Georgetown is like the ultimate clash of civilizations. People come from all over to visit the capital of the “greatest country on earth” and those people proceed to flock to the Georgetown shopping district, a place where a meal will set you back $15+ and women in Louboutins chat on their blackberries next to barefoot homeless men. Walking down M St, you’re likely to overhear dozens of languages and chances are someone will ask you for directions in broken English. Rich women from the Middle East, students from Western Europe, and groups of enthusiastic Asian kids who revel in American fashion crowd the small blocked sidewalks, and I somehow feel out of place with my unassuming purse, red headphones, and denim button-down.

It was Saturday night after all, the weekly peak hour for the neighborhood. Drunk rich kids are attracted like magnets at this time, and I was going against the waves of people, snaking around the crowds to get out of there as efficiently as possible. Georgetown gets claustrophobic.

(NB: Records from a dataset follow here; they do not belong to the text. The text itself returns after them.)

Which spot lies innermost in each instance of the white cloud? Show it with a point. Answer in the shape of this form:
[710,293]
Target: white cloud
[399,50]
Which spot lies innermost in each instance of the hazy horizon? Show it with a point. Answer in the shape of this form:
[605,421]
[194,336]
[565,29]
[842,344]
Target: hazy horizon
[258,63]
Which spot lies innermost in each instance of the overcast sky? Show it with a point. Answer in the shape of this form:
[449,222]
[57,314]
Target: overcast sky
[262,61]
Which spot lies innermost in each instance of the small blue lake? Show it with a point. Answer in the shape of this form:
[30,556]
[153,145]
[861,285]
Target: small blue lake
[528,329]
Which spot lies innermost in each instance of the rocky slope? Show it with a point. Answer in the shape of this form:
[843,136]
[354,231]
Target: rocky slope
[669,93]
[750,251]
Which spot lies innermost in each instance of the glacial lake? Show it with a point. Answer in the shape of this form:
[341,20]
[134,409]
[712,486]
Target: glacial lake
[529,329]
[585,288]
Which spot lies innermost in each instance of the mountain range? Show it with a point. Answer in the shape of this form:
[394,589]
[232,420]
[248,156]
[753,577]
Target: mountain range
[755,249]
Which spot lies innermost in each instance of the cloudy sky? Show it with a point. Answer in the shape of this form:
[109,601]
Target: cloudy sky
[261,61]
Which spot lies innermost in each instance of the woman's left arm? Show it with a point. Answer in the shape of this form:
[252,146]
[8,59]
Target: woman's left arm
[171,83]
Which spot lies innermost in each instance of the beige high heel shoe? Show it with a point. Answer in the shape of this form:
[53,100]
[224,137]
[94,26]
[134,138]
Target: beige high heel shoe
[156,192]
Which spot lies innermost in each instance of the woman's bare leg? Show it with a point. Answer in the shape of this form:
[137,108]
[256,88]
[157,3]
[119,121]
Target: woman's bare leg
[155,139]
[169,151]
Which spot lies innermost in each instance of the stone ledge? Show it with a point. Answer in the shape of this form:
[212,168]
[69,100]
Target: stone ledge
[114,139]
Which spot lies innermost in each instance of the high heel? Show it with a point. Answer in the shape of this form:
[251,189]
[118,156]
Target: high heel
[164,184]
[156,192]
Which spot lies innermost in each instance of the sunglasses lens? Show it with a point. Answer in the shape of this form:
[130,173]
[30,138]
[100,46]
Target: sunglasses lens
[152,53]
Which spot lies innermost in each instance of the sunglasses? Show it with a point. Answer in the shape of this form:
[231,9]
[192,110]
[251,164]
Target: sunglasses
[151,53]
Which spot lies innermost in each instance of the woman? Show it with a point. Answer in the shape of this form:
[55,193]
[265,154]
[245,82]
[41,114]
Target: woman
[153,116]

I worked all day and closed up the shop, finally being able to leave around 9:30. I stopped along the way, however, to get some Vietnamese take-out at a restaurant that had some decent albeit unauthentic food. I sat at the bar while waiting for my order, grilled meats over vermicelli, and the bartender gave me a Mudslide on the house. It was nice, considering I was someone who didn’t belong. “You look tired” he said. I responded with “probably because I am”. He laughed and said “me too”.

It really is a shame; I almost forgot that the thousands of people who work in Georgetown are just like me.